Nevada is a paradoxical place.
My assumptions before arriving were that it held nothing but imitations. The word imitation implies that there must exist the opposite — of something real and true. But what exactly defines something as real? One can easily reach out and touch the plaster columns of The Venetian, its texture rough and clumsy. Even more easily spotted as fake are the photographic skies pasted onto the ceilings of malls all along the strip, illuminating the gaudy, high-fashion labels in silver limelight. I've read others before tout the question (usually dripping in sarcastic mire): Why would you visit Paris, Italy, or Egypt, when you could visit them all in Las Vegas?
Is fakeness defined by these structures which are not authentic, the original? If you disregard the smoke-lined hallways and blindingly bright lights, what substance remains? Is the strip really only a roof for the countless casinos, clubs, strippers? What of the physicality of realness. They exist here and now. The clattering of chips, the vibrations of the bass felt along the ground, the sun-kissed skin and glitzy feathers; do they not make you feel anything? I could argue that the atmosphere is electric, it buzzes with an oddness that can only come from the faceless mass of sleep-deprived addiction.
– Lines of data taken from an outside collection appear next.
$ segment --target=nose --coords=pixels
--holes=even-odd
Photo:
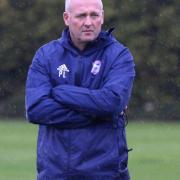
[[[84,25],[89,27],[89,26],[91,26],[91,24],[92,24],[91,17],[87,16],[85,19]]]

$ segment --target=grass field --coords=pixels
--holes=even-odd
[[[36,179],[37,126],[0,121],[0,180]],[[130,122],[127,138],[132,180],[180,179],[180,123]]]

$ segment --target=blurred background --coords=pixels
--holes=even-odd
[[[180,2],[104,0],[104,29],[132,51],[132,119],[180,119]],[[64,29],[63,0],[0,0],[0,116],[25,117],[24,87],[35,51]]]
[[[136,64],[127,129],[129,144],[136,147],[130,157],[130,167],[134,169],[132,179],[168,179],[166,169],[162,170],[162,174],[167,172],[164,177],[155,176],[159,167],[172,167],[173,172],[175,166],[180,165],[180,146],[177,146],[180,137],[180,1],[103,0],[103,3],[103,28],[115,27],[113,34],[130,48]],[[14,165],[21,164],[16,166],[19,167],[17,179],[23,179],[23,175],[25,179],[35,179],[35,167],[25,166],[35,163],[37,133],[34,126],[23,124],[25,81],[35,51],[60,37],[64,29],[63,11],[63,0],[0,0],[0,154],[8,157],[0,157],[0,169],[5,170],[0,171],[4,174],[0,179],[8,179],[11,172],[15,180],[15,167],[11,164],[14,154],[19,157],[14,159]],[[11,122],[5,123],[7,120]],[[12,120],[16,123],[12,124]],[[19,147],[19,156],[15,146]],[[149,150],[154,150],[154,155],[147,153]],[[25,162],[23,167],[22,162]],[[154,166],[157,163],[161,164]],[[156,170],[143,170],[147,177],[140,178],[142,169],[138,167],[145,164],[148,170],[150,165]],[[156,175],[151,178],[150,172]],[[171,175],[175,175],[174,179],[180,177],[178,172],[176,169],[170,173],[169,179],[173,179]]]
I could argue that the daquiri-filled residents (mostly tourists) are loud and chaotic. But they can also be warm and kind, easily making conversation with strangers in a party-going openness if you let them. Is the decision, whether conscious or subconscious, to have a good time, to let go with great abandon also considered fake? I could just as easily argue for or against the pretenses others make to sound in a certain manner. They're everywhere. In New York museums, San Francisco tech hubs, Los Angeles concerts, even Hawaiian trails. Or are those opinions and inclination to a certain decision truly shaped from years of being surrounded by culture and mindset, forged by one's education and environment surrounding them? Are those thoughts considered true? If so, are they original or are they each a wave in a chamber?
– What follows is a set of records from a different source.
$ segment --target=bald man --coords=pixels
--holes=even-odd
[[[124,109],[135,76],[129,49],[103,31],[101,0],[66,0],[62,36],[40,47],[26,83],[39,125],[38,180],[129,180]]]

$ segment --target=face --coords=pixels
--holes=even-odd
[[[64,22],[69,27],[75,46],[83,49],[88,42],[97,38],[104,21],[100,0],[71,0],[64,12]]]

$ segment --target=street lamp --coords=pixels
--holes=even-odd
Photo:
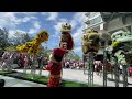
[[[101,33],[101,38],[105,40],[105,48],[108,47],[108,42],[111,40],[111,35],[109,33]],[[103,87],[107,87],[107,52],[103,50]]]

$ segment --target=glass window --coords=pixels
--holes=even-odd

Now, what's real and what's fake?
Restaurants touting the faces of famous chefs (or would you settle for them being called a TV personality?) and four dollar signs in the Yelp listing easily sit next to hole-in-the-wall franchises that promote $2.50 Bud Lights.
A tram that only possesses three stations. My assumption being each of these three stations are connected to buildings all owned by the same parent company. Another hotel, another mall, another casino. Meanwhile, the nearest movie theatre to the strip is an hour's walk or ten minute drive.
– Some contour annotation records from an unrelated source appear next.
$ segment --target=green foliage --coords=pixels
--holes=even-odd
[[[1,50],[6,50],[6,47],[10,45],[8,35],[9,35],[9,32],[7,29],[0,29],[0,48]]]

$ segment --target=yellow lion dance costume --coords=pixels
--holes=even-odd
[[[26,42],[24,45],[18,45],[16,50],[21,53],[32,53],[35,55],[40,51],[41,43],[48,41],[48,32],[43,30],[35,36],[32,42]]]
Does one consider the realness or fakeness of a diner or a Lyft driver? Does it add or subtract to the over all authenticity of an experience?
"112°F isn't considered a heat wave," I overheard a local complain about the 'correctness' of a weather report and blinked in disbelief.
So, are these places merely an imitation or do they conglomerate into something entirely different and with its own meaning?
There's a sense that any conclusion I draw feels wrong. When human nature is a paradox itself, it only makes sense that the cities that are a result of us are the same way.